School apologises for students’ Nazi ‘prank’

STUDENTS at Sydney's Shore school will be addressed on leadership and racism by the NSW Jewish Board of Deputies (JBOD) after an image surfaced of the school's deputy headmaster with a group of students making a salute alongside a Nazi flag.

The offending photo of Shore students and their teacher in 2016 posing with a Nazi flag.
The offending photo of Shore students and their teacher in 2016 posing with a Nazi flag.

STUDENTS at Sydney’s Shore school will be addressed on leadership and racism by the NSW Jewish Board of Deputies (JBOD) after an image surfaced of the school’s deputy headmaster with a group of students making a salute alongside a Nazi flag.

The incident occurred last year when a group of year 12 boys at the prestigious school urged their teacher, deputy headmaster Rod Morrison, into a photo.

“The boys then unfurled a Nazi flag and saluted at the camera,” Shore headmaster Dr Timothy Wright wrote in a statement to parents.

“As soon as Mr Morrison realised what had happened he expressly made it clear that the photograph was completely inappropriate.”

Wright said this was an “ill-conceived prank” and a display of “very poor judgment by those caught up in the euphoria of the end of school”.

“The image is clearly insensitive and offensive and in no way consistent with the values shared by Mr Morrison and the school. For any offence given the school unreservedly apologises.”

JBOD chief executive Vic Alhadeff said, “It is very unfortunate that we increasingly see trivialisation of Nazi symbols and of the atrocities that lay behind them.

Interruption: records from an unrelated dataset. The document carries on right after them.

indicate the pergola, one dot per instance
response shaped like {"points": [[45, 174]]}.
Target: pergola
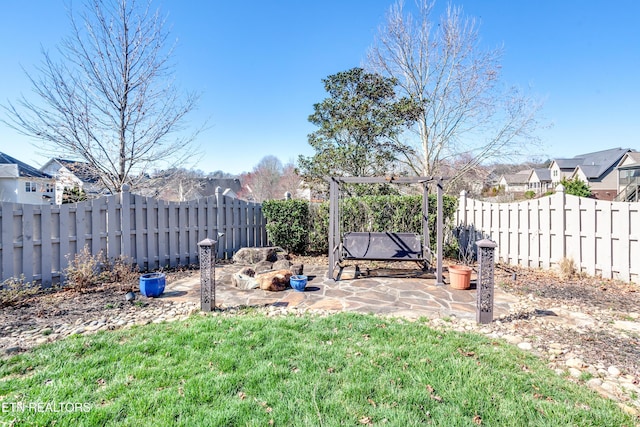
{"points": [[336, 238]]}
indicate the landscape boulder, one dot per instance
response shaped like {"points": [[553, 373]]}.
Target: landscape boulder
{"points": [[250, 256], [243, 281], [276, 280]]}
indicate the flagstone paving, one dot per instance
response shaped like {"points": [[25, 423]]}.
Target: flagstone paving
{"points": [[402, 296]]}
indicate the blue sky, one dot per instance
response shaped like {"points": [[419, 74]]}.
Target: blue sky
{"points": [[259, 66]]}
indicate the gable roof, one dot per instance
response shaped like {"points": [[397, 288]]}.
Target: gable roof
{"points": [[595, 164], [634, 163], [543, 174], [515, 178], [24, 170], [82, 170]]}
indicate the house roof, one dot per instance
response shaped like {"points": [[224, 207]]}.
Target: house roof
{"points": [[635, 160], [568, 164], [543, 174], [595, 164], [24, 170], [515, 178], [82, 170]]}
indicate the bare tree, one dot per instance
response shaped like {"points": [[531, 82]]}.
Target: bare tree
{"points": [[109, 97], [467, 114], [269, 179]]}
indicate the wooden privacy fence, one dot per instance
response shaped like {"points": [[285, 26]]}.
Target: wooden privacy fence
{"points": [[38, 240], [601, 237]]}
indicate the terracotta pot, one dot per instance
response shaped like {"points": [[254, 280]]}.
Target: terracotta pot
{"points": [[460, 276]]}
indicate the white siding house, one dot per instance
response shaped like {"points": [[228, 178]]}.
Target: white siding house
{"points": [[21, 183]]}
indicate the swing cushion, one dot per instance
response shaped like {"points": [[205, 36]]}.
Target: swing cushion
{"points": [[382, 246]]}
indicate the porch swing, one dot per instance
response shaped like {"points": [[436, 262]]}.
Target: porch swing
{"points": [[386, 245]]}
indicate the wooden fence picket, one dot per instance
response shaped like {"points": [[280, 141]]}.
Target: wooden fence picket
{"points": [[39, 241]]}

“There were 50,000 students who were also caught up in ‘the euphoria of the end of school’ who did not choose to pose in front of a Nazi flag,” Alhadeff lamented.

“Year 12 students should know better. We have invited those involved to undertake a guided tour of the Sydney Jewish Museum by Holocaust survivors so that they can see first-hand the horrors that they were making light of.”

The AJN understands the school has undertaken to approach the former students who were involved in the incident – they graduated last year – to extend the invitation to tour the museum.

Alhadeff will also be addressing the school assembly on “leadership and racism” at the beginning of next term.

Anti-Defamation Commission chair Dvir Abramovich said disturbing and offensive acts such as these “should not be taken lightly or dismissed as a prank”.

“There is nothing funny, silly or playful about the brutal extermination of six million Jews and millions of others, and one wonders what motivated those young people to choose the universal symbol of hatred,” Abramovich said.

He added that at a time of a surge in anti-Semitism and bigotry, this incident “clearly underscores the critical and urgent need for Holocaust education to be introduced in schools across the nation so students can learn its lessons”.